Graphs and complex networks can be successively separated into connected components associated to respective seed nodes, therefore establishing a respective hierarchical organization. In the present work, we study the properties of the hierarchical structure implied by distance-based cutting of Erdős-Rényi, Barabási-Albert, and a specific geometric network. Two main situations are considered regarding the choice of the seeds: non-preferential and preferential to the respective node degree. Among the obtained findings, we have the tendency of geometrical networks yielding more balanced pairs of connected components along the network progressive separation, presenting little chaining effects, followed by the Erdős-Rényi and Barabási-Albert types of networks. The choice of seeds preferential to the node degree tended to enhance the balance of the connected components in the case of the geometrical networks.

Figures (9)

• Figure 1: An original graph (a) with three seed nodes identified as square nodes in green, blue, and orange. The same graph partitioned (b), in terms of the shortest topological distances, between the three seed nodes. Nodes that have the same distance to two or more seeds are assigned randomly to one of those seeds, in a manner than can be understood as being analog to the concept of Dirichlet tessellation (or Voronoi diagrams, e.g. riedinger1988delaunay). Once partitioned, the graph can be separated (c) into connected components respective to each of the seeds by removing the edges extending between nodes belonging to different partitions.

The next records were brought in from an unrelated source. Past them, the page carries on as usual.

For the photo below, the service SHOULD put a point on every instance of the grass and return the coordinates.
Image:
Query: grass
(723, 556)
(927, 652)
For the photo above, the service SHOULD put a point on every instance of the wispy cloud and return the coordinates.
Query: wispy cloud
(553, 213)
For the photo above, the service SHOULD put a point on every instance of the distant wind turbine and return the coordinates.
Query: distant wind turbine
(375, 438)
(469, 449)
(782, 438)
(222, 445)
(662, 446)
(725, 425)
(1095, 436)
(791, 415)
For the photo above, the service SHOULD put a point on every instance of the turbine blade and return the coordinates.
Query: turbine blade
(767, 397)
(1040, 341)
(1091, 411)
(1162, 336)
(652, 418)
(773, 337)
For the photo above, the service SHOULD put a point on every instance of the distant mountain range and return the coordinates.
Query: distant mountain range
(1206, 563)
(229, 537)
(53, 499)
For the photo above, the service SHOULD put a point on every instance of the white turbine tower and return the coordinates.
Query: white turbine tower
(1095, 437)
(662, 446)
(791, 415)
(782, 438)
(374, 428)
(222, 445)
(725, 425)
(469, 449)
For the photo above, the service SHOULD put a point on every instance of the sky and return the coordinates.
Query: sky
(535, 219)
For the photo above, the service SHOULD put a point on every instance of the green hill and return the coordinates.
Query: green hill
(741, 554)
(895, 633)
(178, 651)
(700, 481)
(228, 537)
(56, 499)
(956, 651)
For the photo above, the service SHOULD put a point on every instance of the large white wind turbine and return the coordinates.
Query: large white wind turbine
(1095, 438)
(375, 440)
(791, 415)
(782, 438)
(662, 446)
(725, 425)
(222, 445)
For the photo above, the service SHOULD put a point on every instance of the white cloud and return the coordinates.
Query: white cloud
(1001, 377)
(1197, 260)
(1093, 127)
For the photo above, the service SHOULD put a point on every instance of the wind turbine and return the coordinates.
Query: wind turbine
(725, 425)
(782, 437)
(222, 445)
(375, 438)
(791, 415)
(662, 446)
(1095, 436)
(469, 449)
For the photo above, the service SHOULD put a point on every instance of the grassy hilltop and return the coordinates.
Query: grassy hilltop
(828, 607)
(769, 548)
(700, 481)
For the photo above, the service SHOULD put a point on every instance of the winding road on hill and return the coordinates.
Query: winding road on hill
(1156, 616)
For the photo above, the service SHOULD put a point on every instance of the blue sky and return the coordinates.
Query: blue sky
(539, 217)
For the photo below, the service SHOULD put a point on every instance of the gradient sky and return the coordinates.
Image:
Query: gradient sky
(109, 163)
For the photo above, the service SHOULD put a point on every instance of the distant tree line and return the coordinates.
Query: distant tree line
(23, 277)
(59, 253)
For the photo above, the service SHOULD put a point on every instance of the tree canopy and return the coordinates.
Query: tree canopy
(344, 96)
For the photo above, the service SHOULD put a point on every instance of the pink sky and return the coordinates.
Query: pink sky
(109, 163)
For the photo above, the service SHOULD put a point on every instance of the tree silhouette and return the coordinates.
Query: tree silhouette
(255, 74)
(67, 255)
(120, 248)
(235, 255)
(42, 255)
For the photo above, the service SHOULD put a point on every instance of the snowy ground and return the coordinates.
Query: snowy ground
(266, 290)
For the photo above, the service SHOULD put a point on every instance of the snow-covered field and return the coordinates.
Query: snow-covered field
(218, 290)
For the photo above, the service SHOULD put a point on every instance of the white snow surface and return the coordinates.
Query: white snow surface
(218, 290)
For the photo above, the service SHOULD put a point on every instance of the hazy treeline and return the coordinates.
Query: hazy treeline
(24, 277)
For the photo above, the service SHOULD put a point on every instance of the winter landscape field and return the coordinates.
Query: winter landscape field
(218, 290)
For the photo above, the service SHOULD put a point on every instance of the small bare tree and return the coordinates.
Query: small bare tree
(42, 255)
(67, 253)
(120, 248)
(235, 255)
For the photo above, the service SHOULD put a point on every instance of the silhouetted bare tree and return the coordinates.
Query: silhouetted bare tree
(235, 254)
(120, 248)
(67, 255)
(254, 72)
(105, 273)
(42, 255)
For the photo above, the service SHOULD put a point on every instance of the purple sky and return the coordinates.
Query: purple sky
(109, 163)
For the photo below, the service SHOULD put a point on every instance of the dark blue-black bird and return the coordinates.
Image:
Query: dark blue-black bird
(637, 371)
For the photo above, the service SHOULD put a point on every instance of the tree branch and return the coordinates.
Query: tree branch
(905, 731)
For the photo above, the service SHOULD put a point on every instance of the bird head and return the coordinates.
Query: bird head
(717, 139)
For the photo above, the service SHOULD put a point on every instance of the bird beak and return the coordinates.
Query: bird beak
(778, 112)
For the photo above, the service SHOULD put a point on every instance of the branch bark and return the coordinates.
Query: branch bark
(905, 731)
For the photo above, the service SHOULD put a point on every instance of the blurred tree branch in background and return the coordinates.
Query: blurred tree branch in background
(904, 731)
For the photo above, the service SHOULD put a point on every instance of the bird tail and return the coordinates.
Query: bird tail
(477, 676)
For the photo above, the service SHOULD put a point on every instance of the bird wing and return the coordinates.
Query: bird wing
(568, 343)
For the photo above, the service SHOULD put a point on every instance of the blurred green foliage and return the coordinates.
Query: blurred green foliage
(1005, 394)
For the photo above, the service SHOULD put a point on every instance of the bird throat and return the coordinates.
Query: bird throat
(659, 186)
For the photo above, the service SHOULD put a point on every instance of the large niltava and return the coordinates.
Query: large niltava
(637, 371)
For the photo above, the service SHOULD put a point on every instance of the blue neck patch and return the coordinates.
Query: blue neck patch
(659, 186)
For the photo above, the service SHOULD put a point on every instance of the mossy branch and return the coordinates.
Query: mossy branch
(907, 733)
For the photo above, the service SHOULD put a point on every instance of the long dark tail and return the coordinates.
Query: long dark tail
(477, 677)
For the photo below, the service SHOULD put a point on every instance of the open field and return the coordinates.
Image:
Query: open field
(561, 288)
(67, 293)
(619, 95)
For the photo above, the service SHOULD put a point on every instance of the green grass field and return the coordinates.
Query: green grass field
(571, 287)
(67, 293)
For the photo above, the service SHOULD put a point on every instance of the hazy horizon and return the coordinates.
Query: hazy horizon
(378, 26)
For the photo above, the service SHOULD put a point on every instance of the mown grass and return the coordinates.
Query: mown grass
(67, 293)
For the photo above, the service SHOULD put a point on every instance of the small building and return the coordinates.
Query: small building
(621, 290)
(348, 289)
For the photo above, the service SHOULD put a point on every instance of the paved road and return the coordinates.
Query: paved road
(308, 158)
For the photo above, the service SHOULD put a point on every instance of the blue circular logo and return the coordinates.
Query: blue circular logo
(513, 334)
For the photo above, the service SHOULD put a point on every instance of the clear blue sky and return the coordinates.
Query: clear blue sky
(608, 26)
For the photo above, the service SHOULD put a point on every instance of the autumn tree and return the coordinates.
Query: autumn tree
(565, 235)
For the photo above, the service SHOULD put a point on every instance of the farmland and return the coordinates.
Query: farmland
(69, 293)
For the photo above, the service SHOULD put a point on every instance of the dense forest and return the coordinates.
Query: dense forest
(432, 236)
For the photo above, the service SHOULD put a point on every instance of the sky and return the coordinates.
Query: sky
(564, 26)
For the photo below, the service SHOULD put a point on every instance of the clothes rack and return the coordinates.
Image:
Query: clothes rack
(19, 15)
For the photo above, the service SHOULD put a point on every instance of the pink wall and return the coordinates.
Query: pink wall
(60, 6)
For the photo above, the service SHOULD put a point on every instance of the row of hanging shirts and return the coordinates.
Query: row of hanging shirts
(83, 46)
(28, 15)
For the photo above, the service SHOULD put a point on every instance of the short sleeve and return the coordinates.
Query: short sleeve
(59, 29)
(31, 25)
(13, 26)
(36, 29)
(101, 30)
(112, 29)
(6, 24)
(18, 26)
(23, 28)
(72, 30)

This basic separation approach can then be repeated, yielding a respective hierarchy.
• Figure 2: Illustration of the recurrent application of the distance-based cutting of networks respectively to $M=3$ seeds, which are shown as square nodes.
• Figure 3: Dendrogram obtained from the distance-based cutting illustrated in Fig. \ref{['fig:branch_dendrogram']}.
• Figure 4: The region of possibly observable coordinates $\left(n_1, n_2\right)$, assuming the components to have al least size $N/2$, is defined by four vertices $A, B, C,$ and $E$. The most balanced situation, characterized by the two resulting components having the same size, corresponds to the point $C$. Henceforth, the region within the bounding polygon is separated into two sub-regions delimitated by the polygons $ABDE$ and $CDE$, with the latter being associated to more balanced pairs of connected components which are also relatively large. The total density of observations resulting within these two regions are henceforth expressed as $P_2$ and $P_3$. A portion of the region $ABDE$, namely that comprised within $AFGB$, is also considered to correspond to chained pairs of components, leading to a respective probability $P_1$.
• Figure 5: Scatterplots of component sizes $\left(n_1, n_2 \right)$ obtained for 2000 networks of ER (a), BA(b), and GEO (c) types considering the uniform choice of the seed nodes. The points on the line segment $AC$ correspond to the very first separation of the original network ($n_1+n_2=N$). The green cross-hair indicates the average $\pm$ standard deviation of the values of $n_1$ and $n_2$. The networks of GEO type resulted in the most balanced components, indicated by the concentration of cases near point E. At the same time, the BA network tended to yield the less balanced connected components, with the observed coordinates covering most of the bounding polygon.